Aim to chew each bite of food at least 30-50 times. Yes, that many. Some more, some less, depending on what you're eating. Turn that food into complete mush! And while you're at it, chew your liquids, too - soup needs the amylase, as well.
Absorbing the nutrients. Once the HCL gets to a ph of between 1.5 and 3, the food (called chyme at this point) passes through to the duodenum - the beginning of the small intestine. Here is where fats are broken down even further with bile, and where the chyme alkalizes. However, if the stomach never got a chance to get acidic enough before more food entered the system, the gallbladder will not have received a signal to send out any bile; bile will sit in storage, unused. This leads to bile that becomes viscous and hardened, leading to gallstones.

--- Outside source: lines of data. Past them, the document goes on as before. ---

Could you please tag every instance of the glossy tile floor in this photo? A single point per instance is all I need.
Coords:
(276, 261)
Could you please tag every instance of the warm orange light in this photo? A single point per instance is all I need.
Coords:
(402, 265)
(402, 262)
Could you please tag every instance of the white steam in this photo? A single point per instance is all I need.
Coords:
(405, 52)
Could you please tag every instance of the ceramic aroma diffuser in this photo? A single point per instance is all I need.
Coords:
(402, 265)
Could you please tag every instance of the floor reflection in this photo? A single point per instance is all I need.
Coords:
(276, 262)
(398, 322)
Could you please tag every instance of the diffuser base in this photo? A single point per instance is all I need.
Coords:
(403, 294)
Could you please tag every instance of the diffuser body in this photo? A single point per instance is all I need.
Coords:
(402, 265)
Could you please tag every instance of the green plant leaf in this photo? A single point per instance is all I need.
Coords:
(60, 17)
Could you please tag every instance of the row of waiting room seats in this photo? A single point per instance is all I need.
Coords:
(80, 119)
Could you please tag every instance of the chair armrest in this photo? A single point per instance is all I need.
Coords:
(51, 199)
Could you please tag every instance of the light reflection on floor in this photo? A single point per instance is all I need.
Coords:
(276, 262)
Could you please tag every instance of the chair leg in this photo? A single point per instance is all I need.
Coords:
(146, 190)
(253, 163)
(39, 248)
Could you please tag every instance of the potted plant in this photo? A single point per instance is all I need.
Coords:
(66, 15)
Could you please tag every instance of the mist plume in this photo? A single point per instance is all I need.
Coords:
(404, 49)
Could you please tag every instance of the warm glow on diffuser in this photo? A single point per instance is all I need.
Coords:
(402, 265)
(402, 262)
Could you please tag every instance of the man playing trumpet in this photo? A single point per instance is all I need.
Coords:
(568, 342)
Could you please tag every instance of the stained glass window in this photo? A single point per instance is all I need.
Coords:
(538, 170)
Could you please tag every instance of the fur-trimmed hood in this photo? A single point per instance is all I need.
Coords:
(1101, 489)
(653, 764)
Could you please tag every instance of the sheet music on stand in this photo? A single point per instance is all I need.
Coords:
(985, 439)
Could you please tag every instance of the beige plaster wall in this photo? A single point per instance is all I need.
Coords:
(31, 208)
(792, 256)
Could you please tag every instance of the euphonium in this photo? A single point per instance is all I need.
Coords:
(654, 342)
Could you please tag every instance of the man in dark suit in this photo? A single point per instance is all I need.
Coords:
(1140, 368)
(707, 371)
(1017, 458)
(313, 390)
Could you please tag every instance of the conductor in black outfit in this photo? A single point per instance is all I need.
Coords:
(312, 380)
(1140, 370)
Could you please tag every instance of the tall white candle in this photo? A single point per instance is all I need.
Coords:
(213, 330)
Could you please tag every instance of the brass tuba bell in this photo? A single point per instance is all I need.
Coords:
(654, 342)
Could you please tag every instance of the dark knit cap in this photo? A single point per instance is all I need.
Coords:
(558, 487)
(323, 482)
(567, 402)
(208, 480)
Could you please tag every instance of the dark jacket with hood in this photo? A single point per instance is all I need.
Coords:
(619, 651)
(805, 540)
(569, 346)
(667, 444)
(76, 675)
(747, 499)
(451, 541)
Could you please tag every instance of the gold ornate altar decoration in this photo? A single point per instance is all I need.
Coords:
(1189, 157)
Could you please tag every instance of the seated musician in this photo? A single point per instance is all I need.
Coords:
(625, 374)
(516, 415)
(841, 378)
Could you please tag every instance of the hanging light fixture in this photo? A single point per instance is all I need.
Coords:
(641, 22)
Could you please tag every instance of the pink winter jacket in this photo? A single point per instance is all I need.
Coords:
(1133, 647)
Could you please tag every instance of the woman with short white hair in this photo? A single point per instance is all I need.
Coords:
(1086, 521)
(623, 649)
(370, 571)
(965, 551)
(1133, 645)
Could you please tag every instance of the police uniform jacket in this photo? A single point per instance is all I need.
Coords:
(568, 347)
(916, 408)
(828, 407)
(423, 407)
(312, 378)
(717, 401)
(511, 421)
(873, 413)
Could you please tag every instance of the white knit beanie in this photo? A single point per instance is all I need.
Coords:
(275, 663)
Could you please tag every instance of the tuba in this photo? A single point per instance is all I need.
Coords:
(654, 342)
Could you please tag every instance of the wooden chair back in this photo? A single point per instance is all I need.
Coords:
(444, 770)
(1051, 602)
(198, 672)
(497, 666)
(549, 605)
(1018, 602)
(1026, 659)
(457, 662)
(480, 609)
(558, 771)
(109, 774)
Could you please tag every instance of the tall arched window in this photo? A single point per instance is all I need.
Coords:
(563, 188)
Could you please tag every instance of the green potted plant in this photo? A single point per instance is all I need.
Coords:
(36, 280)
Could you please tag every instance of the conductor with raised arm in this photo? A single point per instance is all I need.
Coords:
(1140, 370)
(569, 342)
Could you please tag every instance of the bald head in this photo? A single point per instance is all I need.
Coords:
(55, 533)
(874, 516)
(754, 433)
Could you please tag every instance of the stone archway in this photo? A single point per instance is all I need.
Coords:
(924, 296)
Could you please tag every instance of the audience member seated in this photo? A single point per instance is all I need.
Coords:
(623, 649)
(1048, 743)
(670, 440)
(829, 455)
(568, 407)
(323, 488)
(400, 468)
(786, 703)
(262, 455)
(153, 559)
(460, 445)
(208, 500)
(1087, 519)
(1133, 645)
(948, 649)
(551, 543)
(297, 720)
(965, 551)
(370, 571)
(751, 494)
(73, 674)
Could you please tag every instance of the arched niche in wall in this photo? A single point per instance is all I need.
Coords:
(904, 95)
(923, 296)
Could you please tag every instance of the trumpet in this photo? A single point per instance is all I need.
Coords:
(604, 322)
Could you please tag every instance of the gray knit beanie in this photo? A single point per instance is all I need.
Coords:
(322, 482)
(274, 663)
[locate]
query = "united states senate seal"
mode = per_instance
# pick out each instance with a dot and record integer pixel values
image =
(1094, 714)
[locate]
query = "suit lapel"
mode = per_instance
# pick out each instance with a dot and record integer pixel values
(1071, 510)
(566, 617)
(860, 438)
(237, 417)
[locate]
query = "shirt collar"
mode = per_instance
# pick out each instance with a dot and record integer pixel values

As the chyme moves through the small intestine, nutrients are absorbed. But if foods have not been broken down - meaning, undigested food bits - your small intestines are going to receive a beating. Large pieces of food traveling through the one-cell-thick (yes, only one cell thick!) small intestine is akin to taking a hammer to your walls for demolition: slowly, but surely, you'll get those walls down. Little holes permeate the intestines, allowing bits of food to seep through and travel elsewhere in the body. Your immune system does not like invaders, and will target these food particles as threats. This is how we begin the downward spiral into food allergies.
Getting rid of the burden. Once the remains make it to the large intestine the whole system is exhausted. Without nutrients digested, our microflora diminishes. In the place of good bacteria come the bad, and the yeasts that flourish on putrified food. IBS, irregular bowel movements, the works; the large intestine wants to either get rid of the junk as fast as possible (diarrhea), or desperately cling on to it (constipation), hoping to pull at least some nutrients out in a last ditch effort.
All of this is just a sampling of what can go wrong from the start, if we don't prepare ourselves to eat consciously! Ironically, so many health issues stem from this simple, oh-so-easy process. Rest, be calm, chew your food well - your digestion depends on it.